- Blockchain engineers join artificial intelligence specialists as the top paid software development roles, earning an average yearly salary between $150,000 and $175,000, according to data provided to CNBC by tech recruiting firm Hired. The average software engineer, by comparison, earns an average of $135,000 a year.
- Demand for blockchain engineers rose a sharp 400% since 2017, according to Hired. The demand for blockchain specialists is more acute than that of software engineers, which has driven salaries up.
Blockchain investment is set to crack the $2 billion mark this year, and more businesses expect the technology to become a foundational part of IT infrastructure in the long run. In the next few years, early blockchain players and innovators will be crucial for setting standards and protocols.

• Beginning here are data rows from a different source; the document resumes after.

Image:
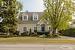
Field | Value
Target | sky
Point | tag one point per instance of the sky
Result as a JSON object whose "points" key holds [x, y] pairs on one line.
{"points": [[32, 5]]}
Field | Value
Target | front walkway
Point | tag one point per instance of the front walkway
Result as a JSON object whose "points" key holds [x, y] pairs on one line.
{"points": [[38, 47]]}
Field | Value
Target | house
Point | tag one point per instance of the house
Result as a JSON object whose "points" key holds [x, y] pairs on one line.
{"points": [[31, 22]]}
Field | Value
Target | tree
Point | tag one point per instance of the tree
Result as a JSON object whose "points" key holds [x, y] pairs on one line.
{"points": [[58, 14], [8, 11]]}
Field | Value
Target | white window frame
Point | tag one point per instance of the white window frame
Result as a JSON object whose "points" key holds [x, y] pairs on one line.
{"points": [[24, 18], [35, 16]]}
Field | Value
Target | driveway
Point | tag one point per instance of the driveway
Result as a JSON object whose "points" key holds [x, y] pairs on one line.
{"points": [[37, 47]]}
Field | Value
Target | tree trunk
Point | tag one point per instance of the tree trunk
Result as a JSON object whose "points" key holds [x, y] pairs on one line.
{"points": [[55, 31]]}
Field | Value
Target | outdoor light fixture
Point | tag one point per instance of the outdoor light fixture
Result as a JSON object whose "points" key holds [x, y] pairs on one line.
{"points": [[1, 19]]}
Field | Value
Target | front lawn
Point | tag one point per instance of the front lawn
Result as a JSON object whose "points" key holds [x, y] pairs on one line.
{"points": [[35, 40]]}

The kickoff of major, cross-industry blockchain initiatives, such as IBM's food supply train tracking program, are helping build trust in the platform and inspire new use cases.
Yet tech refresh and taking care of outdated IT is still a priority for many businesses going into 2019, but as more organizations modernize, there will be more market opportunity for advanced tech such as blockchain.
The sudden uptick of everyone and their mother trying to use one of the most hyped technologies of 2018 is challenging businesses looking for blockchain talent. Recruiters can only stretch the hiring budget and benefits so far and competing companies are avidly pursuing blockchain engineers for new opportunities, making retention harder.
Artificial intelligence and cybersecurity are two fields similarly plagued by talent constraints. Efforts to retool education programs around these areas will help the future talent pipeline; more promise than reality right now, blockchain has yet to benefit from comparable changes.